Scientists determine the maximum theoretical limit for optoelectronic devices
01-04-2022 | By Robin Mitchell
Recently, researchers have calculated the theoretical limit on the speed at which optoelectronic devices can operate. How close are we to theoretical limits in electronics, what did the researchers determine, and what options will engineers have looking forward as these limits are reached?
How close are we to theoretical limits?
It seems that no matter how many times the media states that we are at the end of Moore’s Law, researchers continue to find new methods to make devices smaller and faster. Many thought that going beyond the 20nm barrier would introduce too many challenges that would make semiconductors at that scale too expensive, but looking at current research, we see that there are devices on the 5nm scale already in production.
But whether it is the maximum operating frequency of a CPU, the smallest size of a transistor, or the lowest voltage at which transistors can operate, there are indeed physical limits that will eventually be reached. Whether a device at a theoretical limit is commercially practical or not remains to be seen, but it turns out that we can calculate what these limits are.
For example, the smallest transistor made from a semiconductor cannot be smaller than the physical elements that it is made from, and so you may find that the smallest transistor will be a single atom in size (most likely a bi-directional switch controlled using a photon). We also know that the speed of electrical wavefronts in a wire limits the maximum operation frequency and can thus determine the highest bandwidth possible.
But how close are we to these current limits? As it turns out, researchers are very far away from any physical limits that would prevent a device from being reduced in size or operating at a higher speed. Even though the latest transistor technology is in the 5nm range, this is still several orders of magnitude larger than the atoms that make up transistors. The same applies to operating frequency in that the fastest CPU to date was 8.429GHz (AMD FX), using liquid nitrogen cooling, but this is nowhere near the theoretical maximum frequency of electronic circuits in general, which can well exceed 300GHz (terahertz is believed to be the upper bound). Of course, in the case of CPUs, the maximum frequency of operation depends on the length of time taken for a signal to propagate through the CPU, which has estimates of around 22GHz).

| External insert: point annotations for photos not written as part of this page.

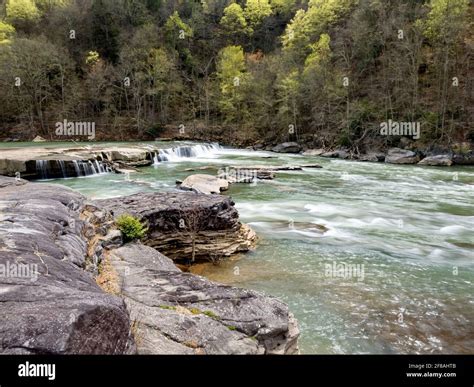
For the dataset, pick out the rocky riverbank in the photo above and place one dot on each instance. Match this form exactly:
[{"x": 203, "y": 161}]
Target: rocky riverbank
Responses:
[
  {"x": 57, "y": 248},
  {"x": 406, "y": 155}
]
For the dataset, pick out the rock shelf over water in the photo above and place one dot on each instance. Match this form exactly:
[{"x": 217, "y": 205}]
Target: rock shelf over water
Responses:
[{"x": 62, "y": 243}]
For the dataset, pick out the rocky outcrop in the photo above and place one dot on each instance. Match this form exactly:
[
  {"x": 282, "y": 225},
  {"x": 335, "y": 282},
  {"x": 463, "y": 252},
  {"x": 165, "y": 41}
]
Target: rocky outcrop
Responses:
[
  {"x": 339, "y": 154},
  {"x": 183, "y": 225},
  {"x": 466, "y": 158},
  {"x": 314, "y": 152},
  {"x": 401, "y": 156},
  {"x": 373, "y": 157},
  {"x": 438, "y": 161},
  {"x": 48, "y": 303},
  {"x": 206, "y": 184},
  {"x": 287, "y": 147},
  {"x": 181, "y": 313}
]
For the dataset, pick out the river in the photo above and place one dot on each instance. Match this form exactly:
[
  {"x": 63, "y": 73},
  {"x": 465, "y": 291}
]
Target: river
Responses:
[{"x": 370, "y": 257}]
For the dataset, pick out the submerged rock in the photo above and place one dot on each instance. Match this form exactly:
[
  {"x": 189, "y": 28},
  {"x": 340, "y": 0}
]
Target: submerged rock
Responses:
[
  {"x": 206, "y": 184},
  {"x": 373, "y": 157},
  {"x": 287, "y": 147},
  {"x": 314, "y": 152},
  {"x": 339, "y": 154},
  {"x": 186, "y": 224},
  {"x": 53, "y": 306},
  {"x": 466, "y": 158},
  {"x": 181, "y": 313},
  {"x": 401, "y": 156},
  {"x": 438, "y": 160}
]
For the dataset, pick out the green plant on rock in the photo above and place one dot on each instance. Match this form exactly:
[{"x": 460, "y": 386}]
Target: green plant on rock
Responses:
[{"x": 131, "y": 227}]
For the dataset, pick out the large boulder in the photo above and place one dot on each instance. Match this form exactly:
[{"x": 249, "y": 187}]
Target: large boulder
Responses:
[
  {"x": 48, "y": 303},
  {"x": 287, "y": 147},
  {"x": 372, "y": 156},
  {"x": 337, "y": 154},
  {"x": 206, "y": 184},
  {"x": 466, "y": 158},
  {"x": 401, "y": 156},
  {"x": 181, "y": 313},
  {"x": 438, "y": 160},
  {"x": 186, "y": 225},
  {"x": 314, "y": 152}
]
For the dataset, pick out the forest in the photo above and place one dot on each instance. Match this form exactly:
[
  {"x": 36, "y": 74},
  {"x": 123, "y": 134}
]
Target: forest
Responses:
[{"x": 326, "y": 72}]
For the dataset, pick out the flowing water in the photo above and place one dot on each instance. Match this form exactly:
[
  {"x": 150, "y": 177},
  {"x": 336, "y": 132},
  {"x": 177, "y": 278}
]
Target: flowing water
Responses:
[{"x": 371, "y": 258}]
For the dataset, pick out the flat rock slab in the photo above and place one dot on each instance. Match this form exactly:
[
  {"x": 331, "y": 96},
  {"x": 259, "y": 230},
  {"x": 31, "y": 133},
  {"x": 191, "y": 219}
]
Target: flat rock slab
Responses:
[
  {"x": 287, "y": 147},
  {"x": 54, "y": 306},
  {"x": 181, "y": 313},
  {"x": 401, "y": 156},
  {"x": 438, "y": 161},
  {"x": 206, "y": 184}
]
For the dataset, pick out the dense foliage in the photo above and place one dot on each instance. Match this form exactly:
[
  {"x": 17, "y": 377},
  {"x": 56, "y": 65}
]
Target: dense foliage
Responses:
[
  {"x": 131, "y": 227},
  {"x": 252, "y": 69}
]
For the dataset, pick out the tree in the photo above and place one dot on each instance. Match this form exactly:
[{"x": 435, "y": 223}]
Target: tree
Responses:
[
  {"x": 231, "y": 72},
  {"x": 443, "y": 26},
  {"x": 6, "y": 32},
  {"x": 256, "y": 11},
  {"x": 22, "y": 13},
  {"x": 233, "y": 23}
]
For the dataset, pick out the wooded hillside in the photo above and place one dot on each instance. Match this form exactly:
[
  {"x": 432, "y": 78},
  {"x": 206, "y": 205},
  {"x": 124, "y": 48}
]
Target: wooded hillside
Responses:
[{"x": 328, "y": 70}]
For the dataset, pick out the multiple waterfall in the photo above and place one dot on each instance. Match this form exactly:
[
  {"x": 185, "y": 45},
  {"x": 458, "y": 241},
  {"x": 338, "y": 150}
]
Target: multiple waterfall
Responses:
[
  {"x": 51, "y": 169},
  {"x": 185, "y": 151}
]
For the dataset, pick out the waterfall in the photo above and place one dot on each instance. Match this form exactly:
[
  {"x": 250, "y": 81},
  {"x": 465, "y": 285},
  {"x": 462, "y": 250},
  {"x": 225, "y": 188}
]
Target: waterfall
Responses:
[
  {"x": 63, "y": 168},
  {"x": 77, "y": 168},
  {"x": 42, "y": 168},
  {"x": 99, "y": 166},
  {"x": 186, "y": 151}
]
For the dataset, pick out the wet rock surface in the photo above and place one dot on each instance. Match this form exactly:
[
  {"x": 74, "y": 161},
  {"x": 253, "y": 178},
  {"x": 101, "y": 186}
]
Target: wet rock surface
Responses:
[
  {"x": 48, "y": 303},
  {"x": 181, "y": 313},
  {"x": 401, "y": 156},
  {"x": 186, "y": 224}
]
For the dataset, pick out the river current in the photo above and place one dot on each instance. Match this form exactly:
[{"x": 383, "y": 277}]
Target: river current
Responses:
[{"x": 370, "y": 257}]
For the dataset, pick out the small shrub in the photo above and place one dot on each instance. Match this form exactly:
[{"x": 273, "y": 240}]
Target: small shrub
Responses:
[{"x": 131, "y": 227}]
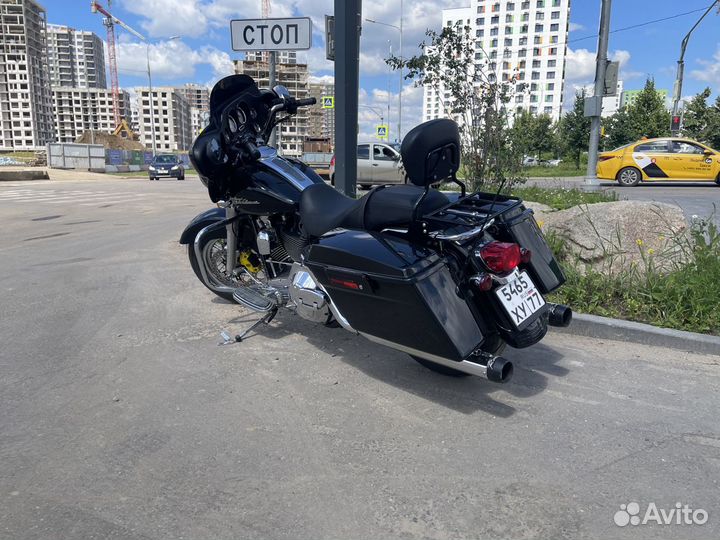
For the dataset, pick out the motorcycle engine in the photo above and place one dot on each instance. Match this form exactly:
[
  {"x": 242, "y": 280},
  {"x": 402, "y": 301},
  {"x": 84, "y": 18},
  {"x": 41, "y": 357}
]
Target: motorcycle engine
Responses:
[{"x": 311, "y": 302}]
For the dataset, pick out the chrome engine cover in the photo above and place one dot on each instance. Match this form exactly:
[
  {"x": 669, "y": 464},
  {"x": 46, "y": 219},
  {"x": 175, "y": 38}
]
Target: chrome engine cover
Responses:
[{"x": 310, "y": 301}]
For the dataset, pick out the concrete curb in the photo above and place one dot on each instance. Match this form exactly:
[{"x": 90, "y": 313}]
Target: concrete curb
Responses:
[{"x": 645, "y": 334}]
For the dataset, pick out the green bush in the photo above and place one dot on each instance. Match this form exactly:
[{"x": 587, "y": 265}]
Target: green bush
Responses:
[{"x": 686, "y": 298}]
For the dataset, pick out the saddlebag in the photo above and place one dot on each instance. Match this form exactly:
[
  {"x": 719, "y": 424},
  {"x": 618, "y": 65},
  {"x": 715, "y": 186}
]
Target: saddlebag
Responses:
[{"x": 396, "y": 292}]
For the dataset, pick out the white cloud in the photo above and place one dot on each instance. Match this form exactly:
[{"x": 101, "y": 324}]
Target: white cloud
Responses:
[
  {"x": 171, "y": 60},
  {"x": 710, "y": 72}
]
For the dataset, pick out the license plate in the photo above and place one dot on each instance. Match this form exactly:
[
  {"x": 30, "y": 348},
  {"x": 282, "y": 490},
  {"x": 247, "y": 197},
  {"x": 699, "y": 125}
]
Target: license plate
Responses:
[{"x": 520, "y": 298}]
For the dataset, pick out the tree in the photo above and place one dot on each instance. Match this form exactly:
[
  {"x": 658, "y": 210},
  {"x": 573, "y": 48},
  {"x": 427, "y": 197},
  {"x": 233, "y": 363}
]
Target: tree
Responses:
[
  {"x": 697, "y": 116},
  {"x": 477, "y": 101},
  {"x": 648, "y": 115},
  {"x": 574, "y": 130}
]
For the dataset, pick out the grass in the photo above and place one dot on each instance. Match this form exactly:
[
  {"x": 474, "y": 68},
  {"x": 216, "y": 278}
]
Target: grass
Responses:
[
  {"x": 561, "y": 198},
  {"x": 685, "y": 298}
]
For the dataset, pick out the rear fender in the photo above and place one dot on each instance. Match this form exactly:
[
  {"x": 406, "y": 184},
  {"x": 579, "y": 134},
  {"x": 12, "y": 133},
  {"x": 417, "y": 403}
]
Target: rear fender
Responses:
[{"x": 199, "y": 222}]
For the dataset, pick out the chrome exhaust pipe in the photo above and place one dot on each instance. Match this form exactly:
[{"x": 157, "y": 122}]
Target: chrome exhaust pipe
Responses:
[
  {"x": 493, "y": 368},
  {"x": 559, "y": 315}
]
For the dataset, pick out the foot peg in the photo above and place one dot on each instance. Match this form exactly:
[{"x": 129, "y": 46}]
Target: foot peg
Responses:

Researchers determine the theoretical limit for optoelectronic devices
If one thing is clear, the future of electronic devices will be in optoelectronics, as achieving high bandwidths is easier with light than with the electrical current. Optoelectronics will most likely involve traditional silicon devices that interface with other devices via optical links for the next few decades. This may see future PCBs incorporating photonic channels that provide high speed and electrical isolation.
Recognising the importance of optoelectronics, researchers have recently been able to determine the theoretical limit on the maximum frequency of operation of optoelectronic devices. Using mathematics and application of Heisenberg’s Uncertainty Principle, the researchers determined that the maximum frequency of operation would be one petahertz which is one million gigahertz.
To arrive at this figure, the researchers took into account the shortest laser pulse that can be generated, the exact moment when this energy is generated by electrons in a laser, and its eventual absorption and generation of current by a receiver. From there, advanced computer models allowed the researchers to determine the point where Heisenberg’s Uncertainty Principle prevents accurate measurement of laser pulses and resulting current formation.
What options will engineers have moving forward?
Even though theoretical limits exist, there are practical reasons why these may never be achieved. For example, it is theoretically possible to have a 100% efficient vehicle, but the effects of thermal radiation and friction alone will make this target outright impossible. The same applies to electronic circuits, it may be theoretically possible to have circuits operate at 1000GHz, but it will unlikely be practically possible in the realm of computing.
So, suppose the real limit of electronics really is around the corner. In that case, engineers will have to turn to alternative computation and circuit construction methods to continue the trend of creating increasingly complex devices.
In the case of limitations in transistor size, semiconductor manufacturers will turn to 3D devices (which they already are) that stack dies on top of each other. Since dies are extremely thin, a device can have its transistor count doubled while virtually showing no real increase in size or weight.
In the case of connecting ICs together, the use of optical waveguides is showing real promise. Compared to typical electrical busses found on PCBs, an optical bus would offer significantly higher bandwidth, immunity to noise, and no signal emissions. This would be particularly useful when connecting CPUs to other peripherals, including RAM, GPU, and network cards. In fact, optical communication is already being used in TVs that connect to a speaker system via an optical link instead of a traditional electrical link, as it provides immunity to noise and allows for digital information to be transmitted over long distances.
For the next few decades, it is highly unlikely that researchers will hit theoretical limits that will stop them from developing devices. The advent of 3D chips, System on Modules (SoM), customisation services, and the introduction of optical links will allow for technology to continue to exponentially increase in capability.